Monday 13 April 2009

Pinot 0.93

A major bug crept in. On each run, the files history was reset in a way that caused the daemon to reindex all files (unless it was run in full scan mode).
I am not sure whether I should be embarrassed I didn't notice this bug earlier, or glad this kind of activity has become so unintrusive in recent releases...

Upgrading to 0.93 is heavily recommended. See the NEWS file, and get the source from the downloads page.

Friday 10 April 2009

Pinot 0.92

I am releasing a new version this Good Friday.

A lot of work has gone into reducing memory usage on indexing. To start with, getting a grip on the amount of memory used by any program is tricky. Simply freeing unused buffers is not enough. Small buffers or buffers sitting between in-use buffers may not be reclaimed by the OS. For Pinot, this is especially true : the daemon goes through a large number of files of different sizes, reads their contents which is run through filters to extract text. Each of these operations involve a transformation and a new memory buffer to hold the transformed data.
In order to minimize this, 0.92 allocates document content buffers from a memory pool backed by the malloc allocator, instead of the default STL allocator. Once in a while, the pool is released and malloc_trim() is called to hint that freed memory can be returned to the system.

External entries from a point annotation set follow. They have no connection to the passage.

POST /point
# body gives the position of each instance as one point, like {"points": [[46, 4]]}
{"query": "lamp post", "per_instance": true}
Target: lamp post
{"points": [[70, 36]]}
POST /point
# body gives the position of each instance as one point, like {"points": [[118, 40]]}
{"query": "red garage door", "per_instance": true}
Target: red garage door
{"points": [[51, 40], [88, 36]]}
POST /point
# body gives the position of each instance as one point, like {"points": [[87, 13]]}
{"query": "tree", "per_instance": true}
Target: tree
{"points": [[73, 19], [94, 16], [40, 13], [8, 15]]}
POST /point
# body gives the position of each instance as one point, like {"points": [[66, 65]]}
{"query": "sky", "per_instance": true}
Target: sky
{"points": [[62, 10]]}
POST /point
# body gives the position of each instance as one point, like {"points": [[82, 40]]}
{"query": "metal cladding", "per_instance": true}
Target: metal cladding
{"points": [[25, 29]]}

Not to make things easier, measuring memory usage effectively is not exactly straight-forward. I chose to focus on the %MEM figure shown by top for the daemon and found that on my test box, it will rise slower than with 0.91, peak at a value 30 to 50 percent below 0.91's final memory usage, go down to a single-digit value then rise before coming down again cyclically. It's probably not perfect but future releases will bring further tweaks.

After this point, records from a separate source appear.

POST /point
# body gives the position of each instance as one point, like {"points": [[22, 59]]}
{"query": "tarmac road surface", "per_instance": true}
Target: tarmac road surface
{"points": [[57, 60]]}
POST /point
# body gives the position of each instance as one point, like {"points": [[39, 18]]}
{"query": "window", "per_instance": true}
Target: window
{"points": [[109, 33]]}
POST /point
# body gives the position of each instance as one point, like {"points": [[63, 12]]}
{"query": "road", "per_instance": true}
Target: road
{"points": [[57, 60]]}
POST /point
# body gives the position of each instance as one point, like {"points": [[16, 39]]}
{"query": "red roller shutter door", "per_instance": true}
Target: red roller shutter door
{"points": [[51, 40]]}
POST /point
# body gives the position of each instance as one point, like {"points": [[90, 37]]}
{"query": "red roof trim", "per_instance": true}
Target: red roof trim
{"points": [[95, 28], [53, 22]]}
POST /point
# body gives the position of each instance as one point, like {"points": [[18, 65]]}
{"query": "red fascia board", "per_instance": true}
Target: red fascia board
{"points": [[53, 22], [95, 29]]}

There's also a new filter based on libarchive that allows indexing the content of tar files (compressed or not) and ISO images. The UI can open/view files within indexed archives, just like it's long been able to open/view mbox messages and attachments. On the way, I partially redesigned how documents nested in other documents are indexed and as a consequence, indexes created with previous releases will be automatically upgraded.

Finally, 0.91 and older suffered from a bug that could cause a crash when libxml2 2.7.3 was used. This was fixed.

See the NEWS file for the details, and grab the source from the download page.